The dairy industry appears increasingly susceptible to the booms and busts of the economy.
Accordingly, the Board of Management (BoM) at Vinamilk has lowered the company's consolidated revenue growth rate target to 8 per cent on-year in 2020 – a slight reduction from the 10 per cent of 2019.
The revision was sparked by the BoM's increasing cautiousness in the domestic market as higher unemployment rates can impede demand for milk, according to KIS Securities. Besides, the longer-than-expected school break also made things worse in Vinamilk’s school milk earnings.
Board of management at Vinamilk – the largest dairy firm in Vietnam – is lowering expectations for 2020’s revenue growth. |
Vinamilk targets to maintain its operating expenses at around 25-26 per cent of the total revenue. To combat the slowdown, Vinamilk is adopting marketing strategies focusing on healthy products beneficial to the human body, such as yoghurt and milk powder.
Vietnam’s dairy product consumption recovered strongly, rising 7 per cent on-year in the four biggest cities and 15.5 per cent on-year in rural areas, according to Kantar World Panel.
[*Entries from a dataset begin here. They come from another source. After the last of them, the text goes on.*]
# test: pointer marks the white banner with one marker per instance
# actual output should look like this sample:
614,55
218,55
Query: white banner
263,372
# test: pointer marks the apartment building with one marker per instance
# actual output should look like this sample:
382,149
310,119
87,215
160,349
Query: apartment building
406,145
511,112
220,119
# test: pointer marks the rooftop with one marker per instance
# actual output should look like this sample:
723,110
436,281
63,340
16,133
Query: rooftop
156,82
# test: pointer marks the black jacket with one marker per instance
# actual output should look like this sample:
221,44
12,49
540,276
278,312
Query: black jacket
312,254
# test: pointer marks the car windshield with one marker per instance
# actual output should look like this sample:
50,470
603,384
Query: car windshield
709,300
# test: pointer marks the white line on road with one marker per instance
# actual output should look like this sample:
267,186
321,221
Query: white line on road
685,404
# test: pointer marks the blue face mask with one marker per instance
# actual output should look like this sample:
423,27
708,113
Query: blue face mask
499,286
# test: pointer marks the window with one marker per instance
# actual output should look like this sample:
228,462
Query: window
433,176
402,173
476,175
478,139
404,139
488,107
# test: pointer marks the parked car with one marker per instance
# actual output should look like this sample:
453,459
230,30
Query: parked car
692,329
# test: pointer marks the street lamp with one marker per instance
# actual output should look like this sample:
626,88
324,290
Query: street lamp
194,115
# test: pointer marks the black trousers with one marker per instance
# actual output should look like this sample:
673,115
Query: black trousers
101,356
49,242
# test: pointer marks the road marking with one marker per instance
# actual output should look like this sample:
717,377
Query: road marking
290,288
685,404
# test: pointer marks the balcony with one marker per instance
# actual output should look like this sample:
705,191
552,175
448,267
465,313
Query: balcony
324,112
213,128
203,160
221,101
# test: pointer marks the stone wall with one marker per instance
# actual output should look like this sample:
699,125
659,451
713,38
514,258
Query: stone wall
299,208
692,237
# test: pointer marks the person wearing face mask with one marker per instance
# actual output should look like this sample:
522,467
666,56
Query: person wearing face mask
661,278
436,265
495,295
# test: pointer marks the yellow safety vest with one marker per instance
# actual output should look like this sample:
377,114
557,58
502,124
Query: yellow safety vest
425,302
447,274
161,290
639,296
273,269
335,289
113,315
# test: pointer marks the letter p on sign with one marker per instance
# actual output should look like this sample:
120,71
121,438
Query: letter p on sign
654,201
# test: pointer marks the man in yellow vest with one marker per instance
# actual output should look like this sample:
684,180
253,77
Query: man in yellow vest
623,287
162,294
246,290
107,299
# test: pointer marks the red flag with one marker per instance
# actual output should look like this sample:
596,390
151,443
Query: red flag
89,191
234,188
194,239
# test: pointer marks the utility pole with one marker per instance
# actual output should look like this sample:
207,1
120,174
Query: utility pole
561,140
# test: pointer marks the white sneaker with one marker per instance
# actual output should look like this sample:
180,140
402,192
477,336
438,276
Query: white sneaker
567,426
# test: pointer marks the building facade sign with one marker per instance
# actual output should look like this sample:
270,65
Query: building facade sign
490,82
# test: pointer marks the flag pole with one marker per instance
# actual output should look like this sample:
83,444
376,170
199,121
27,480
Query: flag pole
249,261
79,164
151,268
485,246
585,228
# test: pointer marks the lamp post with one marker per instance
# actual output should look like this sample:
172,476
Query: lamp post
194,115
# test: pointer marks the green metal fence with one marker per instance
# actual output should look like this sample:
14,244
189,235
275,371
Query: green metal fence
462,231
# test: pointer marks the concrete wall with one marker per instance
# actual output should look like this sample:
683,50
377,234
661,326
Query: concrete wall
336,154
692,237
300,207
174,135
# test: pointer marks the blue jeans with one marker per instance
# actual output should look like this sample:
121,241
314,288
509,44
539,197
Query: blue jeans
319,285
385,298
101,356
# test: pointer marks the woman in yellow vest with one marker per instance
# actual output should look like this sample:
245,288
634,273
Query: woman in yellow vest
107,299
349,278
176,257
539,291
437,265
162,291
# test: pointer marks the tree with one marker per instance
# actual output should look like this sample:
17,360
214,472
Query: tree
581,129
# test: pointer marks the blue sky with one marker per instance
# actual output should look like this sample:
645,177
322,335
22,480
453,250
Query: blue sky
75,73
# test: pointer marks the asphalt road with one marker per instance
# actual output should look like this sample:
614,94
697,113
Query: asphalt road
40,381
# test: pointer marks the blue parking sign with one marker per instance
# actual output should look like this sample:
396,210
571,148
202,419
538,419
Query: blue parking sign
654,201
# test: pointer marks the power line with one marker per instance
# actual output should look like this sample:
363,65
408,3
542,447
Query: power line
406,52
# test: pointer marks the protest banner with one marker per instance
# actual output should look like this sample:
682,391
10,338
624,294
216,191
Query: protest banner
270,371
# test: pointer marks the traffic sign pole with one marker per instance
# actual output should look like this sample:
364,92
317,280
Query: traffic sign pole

VNDIRECT noted the recovery begun after domestic dairy producers started to provide a variety of products as well as adopt effective marketing strategies.
Vinamilk, as the market leader, launched 19 products, the most remarkable ones being Organic Gold, a brand for organic infant formula and drinking milk, and the premium Yoko Gold infant formula, with all materials imported from Japan.
As a result, last year’s domestic revenue increased by 6.3 per cent on-year (versus 2.7 per cent on-year in 2018) to VND47.555 billion ($2.1 million), accounting for 84.4 per cent of the total revenue.
On the other hand, Vinamilk’s exports have accelerated as traditional markets recovered, such as the encouraging performance in the Middle Eastern markets.
Vinamilk is currently applying for an export permit to China |
With the recovery of this market, Vinamilk’s exports bounced back 14.8 per cent on-year in 2019, rising to VND5.175 billion ($225,000) after a weak growth of 2.3 per cent on-year in 2018. Export turnover contributed 9.2 per cent to 2019 net revenue.
It is noted that the checking process for China-bound official export permit is underway due to the large size of Vinamilk’s factories and milk farm system.
Last year, Vinamilk snapped up a majority of GTNFoods – the parent firm of Moc Chau Milk, Vinatea, Ladofoods. The strategic tie-up deal is expected to boost Vinamilk’s revenue as well as beef up its market presence.
However, the move did not have time to make an impact on Vinamilk’s profit and loss in the last quarter of 2019. Furthermore, the increased rate of corporate income tax (CIT) has curbed Vinamilk’s net profit growth. Notably, last year’s tax rate stood at 17.5 per cent, which was higher than that of 2018 since there was no longer tax incentive period. Such a tax policy created a strong pressure on the firm’s earnings: after-tax profit in 2019 gained slightly (3.4 per cent) to reach VND10.554 billion ($458,870).